Non dico per ciò che la mia Historia non sia ripiena di difetti, e tali che ogni giorno più mi muovono a dar[24] alle fiamme quello che ho composto perché[25] intorno a ciò che mi rimane non so quello che habbia da essere e più volontieri leggerei le altrui fatiche, già che le mie dispiacciono, come Vostra Signoria mi dice. Io leggo i moderni e resto attonito come ho fatto del Gramondo [26] per le falsità che del Sig. Card. Barberino riferisce [27]. Tenga però per cosa certissima che io mai ho messo penna in carta né per desiderio né per isperanza di gloria humana, come fa la maggior parte di loro,[28] la quale d’ordinario fugge quelli che la seguitano. Onde non ne pretendendo cosa alcuna non ne potrò né anche alcuna perdere et il lasciare di comporre e l’essere spettatore delle altrui opere e compositioni mi sarà guadagno. L’hora è tarda e perché maiores de montibus umbrae cadunt, per non tornare di notte a piedi a Frascati tralascio le altre cose che havrei da scrivere e le mando queste per il P. M°.

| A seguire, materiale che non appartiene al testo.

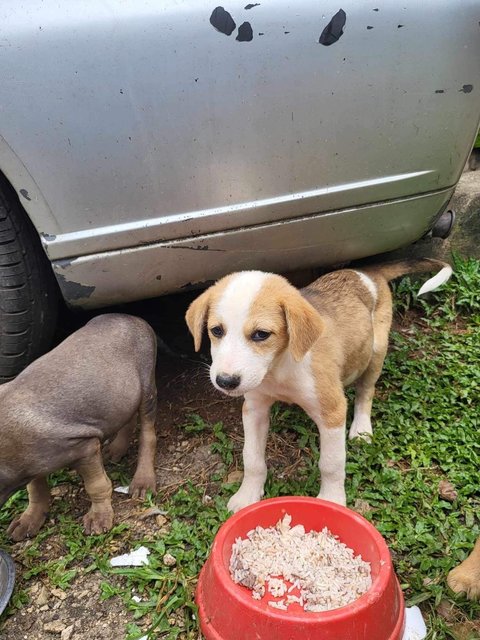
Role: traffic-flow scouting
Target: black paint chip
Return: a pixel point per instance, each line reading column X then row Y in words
column 334, row 29
column 245, row 33
column 222, row 21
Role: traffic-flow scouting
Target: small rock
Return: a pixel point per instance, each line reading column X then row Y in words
column 447, row 491
column 58, row 593
column 362, row 507
column 42, row 597
column 67, row 633
column 169, row 560
column 161, row 520
column 56, row 626
column 234, row 476
column 152, row 511
column 59, row 490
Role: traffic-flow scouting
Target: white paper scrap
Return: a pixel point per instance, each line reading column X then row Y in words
column 415, row 628
column 121, row 489
column 135, row 558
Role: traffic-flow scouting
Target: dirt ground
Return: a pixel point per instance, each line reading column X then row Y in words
column 183, row 388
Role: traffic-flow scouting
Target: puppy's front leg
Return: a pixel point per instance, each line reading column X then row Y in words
column 99, row 518
column 331, row 426
column 256, row 421
column 28, row 524
column 466, row 577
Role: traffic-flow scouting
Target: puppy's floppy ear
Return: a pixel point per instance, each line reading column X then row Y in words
column 196, row 317
column 304, row 324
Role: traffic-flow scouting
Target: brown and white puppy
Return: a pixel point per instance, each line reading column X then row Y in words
column 59, row 409
column 466, row 577
column 270, row 341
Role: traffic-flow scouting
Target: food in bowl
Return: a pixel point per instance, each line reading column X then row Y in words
column 290, row 566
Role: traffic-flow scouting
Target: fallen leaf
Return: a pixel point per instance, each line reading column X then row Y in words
column 152, row 511
column 465, row 631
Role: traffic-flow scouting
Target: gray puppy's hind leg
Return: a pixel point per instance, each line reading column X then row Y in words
column 144, row 478
column 99, row 518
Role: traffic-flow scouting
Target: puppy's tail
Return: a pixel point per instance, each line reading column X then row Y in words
column 392, row 270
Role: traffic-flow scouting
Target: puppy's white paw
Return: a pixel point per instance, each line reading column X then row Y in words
column 465, row 579
column 243, row 498
column 361, row 428
column 333, row 494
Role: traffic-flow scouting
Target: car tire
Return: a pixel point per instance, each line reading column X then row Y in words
column 28, row 290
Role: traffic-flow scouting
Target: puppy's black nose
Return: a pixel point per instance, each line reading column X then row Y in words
column 227, row 382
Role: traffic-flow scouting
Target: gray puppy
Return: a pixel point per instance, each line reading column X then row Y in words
column 56, row 413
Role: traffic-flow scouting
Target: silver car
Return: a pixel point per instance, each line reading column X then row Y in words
column 147, row 146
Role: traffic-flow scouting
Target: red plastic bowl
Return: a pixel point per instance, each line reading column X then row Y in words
column 228, row 612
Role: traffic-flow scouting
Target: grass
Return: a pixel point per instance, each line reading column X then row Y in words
column 426, row 426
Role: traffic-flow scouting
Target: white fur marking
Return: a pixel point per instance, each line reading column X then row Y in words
column 433, row 283
column 361, row 426
column 369, row 283
column 332, row 464
column 233, row 354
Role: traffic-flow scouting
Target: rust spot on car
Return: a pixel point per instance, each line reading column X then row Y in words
column 334, row 29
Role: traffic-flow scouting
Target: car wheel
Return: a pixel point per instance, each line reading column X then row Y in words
column 28, row 290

Da Grotta Ferrata 21 di Giugno 1644
Di Vostra Signoria Alberto Morone
[1] Morone sottolinea tutte le citazioni latine in prosa (salvo un caso e limitando talvolta la sottolineatura alle prime parole) e solo in un paio di casi quelle in versi. Per uniformità sottolineo tutte quelle in prosa, mai quelle in versi.

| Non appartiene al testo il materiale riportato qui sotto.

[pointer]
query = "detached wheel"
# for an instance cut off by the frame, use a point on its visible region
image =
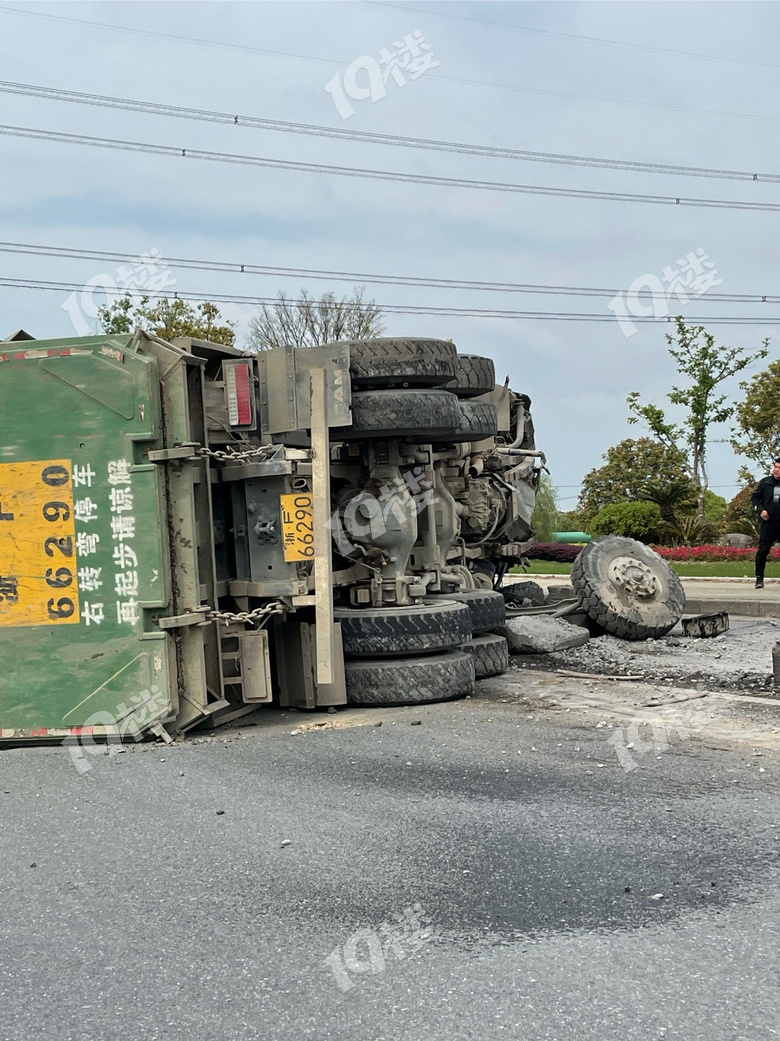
(627, 589)
(376, 632)
(491, 655)
(409, 681)
(486, 608)
(473, 376)
(417, 414)
(387, 362)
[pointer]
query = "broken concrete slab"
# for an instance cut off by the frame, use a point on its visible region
(706, 625)
(542, 634)
(559, 591)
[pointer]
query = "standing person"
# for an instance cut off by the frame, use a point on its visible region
(765, 500)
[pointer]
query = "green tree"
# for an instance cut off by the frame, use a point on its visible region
(672, 498)
(639, 521)
(168, 319)
(307, 323)
(714, 507)
(704, 365)
(546, 510)
(757, 432)
(628, 468)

[2] perciò aggiunto sul margine sinistro.
[3] soli aggiunto in sopralinea.
[4] Segue cancellato: né dubitavo punto che dietro, sostituito in sopralinea da: e mi consolavo col pensare.

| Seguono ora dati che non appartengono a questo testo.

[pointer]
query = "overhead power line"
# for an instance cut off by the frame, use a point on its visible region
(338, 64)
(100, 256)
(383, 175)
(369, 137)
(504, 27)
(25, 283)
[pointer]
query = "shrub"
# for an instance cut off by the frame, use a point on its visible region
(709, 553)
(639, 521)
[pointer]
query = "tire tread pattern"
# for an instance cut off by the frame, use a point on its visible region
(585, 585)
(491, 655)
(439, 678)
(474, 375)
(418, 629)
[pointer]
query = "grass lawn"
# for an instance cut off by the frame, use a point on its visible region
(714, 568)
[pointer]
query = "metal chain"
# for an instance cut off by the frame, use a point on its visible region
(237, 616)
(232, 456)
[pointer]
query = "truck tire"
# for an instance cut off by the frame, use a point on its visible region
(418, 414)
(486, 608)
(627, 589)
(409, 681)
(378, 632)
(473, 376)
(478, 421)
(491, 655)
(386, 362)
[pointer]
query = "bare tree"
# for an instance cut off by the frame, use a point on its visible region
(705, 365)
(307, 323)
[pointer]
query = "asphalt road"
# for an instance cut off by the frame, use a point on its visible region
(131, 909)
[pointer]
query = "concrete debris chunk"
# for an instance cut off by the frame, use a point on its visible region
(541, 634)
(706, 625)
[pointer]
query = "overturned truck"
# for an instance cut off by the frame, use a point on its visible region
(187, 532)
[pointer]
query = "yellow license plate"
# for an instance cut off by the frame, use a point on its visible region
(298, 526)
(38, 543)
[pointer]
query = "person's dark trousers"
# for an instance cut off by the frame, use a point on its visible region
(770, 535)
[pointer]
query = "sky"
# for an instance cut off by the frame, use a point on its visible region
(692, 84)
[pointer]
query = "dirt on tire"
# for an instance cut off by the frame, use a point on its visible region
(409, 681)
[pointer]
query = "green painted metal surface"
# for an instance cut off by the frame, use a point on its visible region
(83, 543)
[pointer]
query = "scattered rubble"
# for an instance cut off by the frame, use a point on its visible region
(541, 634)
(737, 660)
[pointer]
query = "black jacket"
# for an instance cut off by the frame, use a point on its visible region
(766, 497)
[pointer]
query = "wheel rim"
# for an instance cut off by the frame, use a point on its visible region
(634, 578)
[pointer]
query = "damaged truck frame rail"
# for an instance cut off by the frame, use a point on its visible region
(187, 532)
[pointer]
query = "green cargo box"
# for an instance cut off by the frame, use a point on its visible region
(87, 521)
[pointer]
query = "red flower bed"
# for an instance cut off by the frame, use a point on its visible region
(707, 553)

[5] antichi aggiunto in sopralinea.
[6] quei aggiunto in sopralinea.
[7] V. S. aggiunto in sopralinea.
[8] Mancano i due versi: Disce quod ignoras: Marsi doctique Pedonis / saepe duplex unum pagina tractat opus.
[9] può aggiunto in sopralinea.
[10] Seguono alcune lettere cancellate.
[11] Segue cancellato: sopra del mio libro.
[12] del medesimo mio libro aggiunto in sopralinea.
[13] del mio libro aggiunto in sopralinea.
[14] Segue cancellato: tacendo, sostituito in sopralinea da: storpiando.
[15] Segue cancellato: chi ha operato da sostituito in sopralinea da: qui exultavit.
[16] quali aggiunto in sopralinea.
[17] Segue cancellato: si farebbe.
[18] Segue cancellato: suo.
[19] S. Em.za in sopralinea.
[20] Morone omette due versi: vicini queror has abesse furto. / Hoc iudex sibi postulat probari.
[21] Morone omette il verso: et Sullas Mariosque Muciosque.
[22] Marziale continua: manu tota. / Iam dic, Postume, de tribus capellis.
[23] Segue ripetuto: senza.
[24] Segue cancellato: la.
[25] Segue cancellato: mi sento raffredare.
[26] Gabriel Barthélemy de Gramond, Historiarum Galliae ab excessu Henrici IV libri XVIII quibus rerum per Gallos tota Europa gestarum accurata narratio continetur. Tolosae, Apud Arnald Colomerium, Regis et Acadamiae Tolosanae Typographum, 1643.
[27] Da Io leggo i moderni... a ...Barberino riferisce aggiunto in sopralinea.
[28] come fa la maggior parte di loro aggiunto in sopralinea.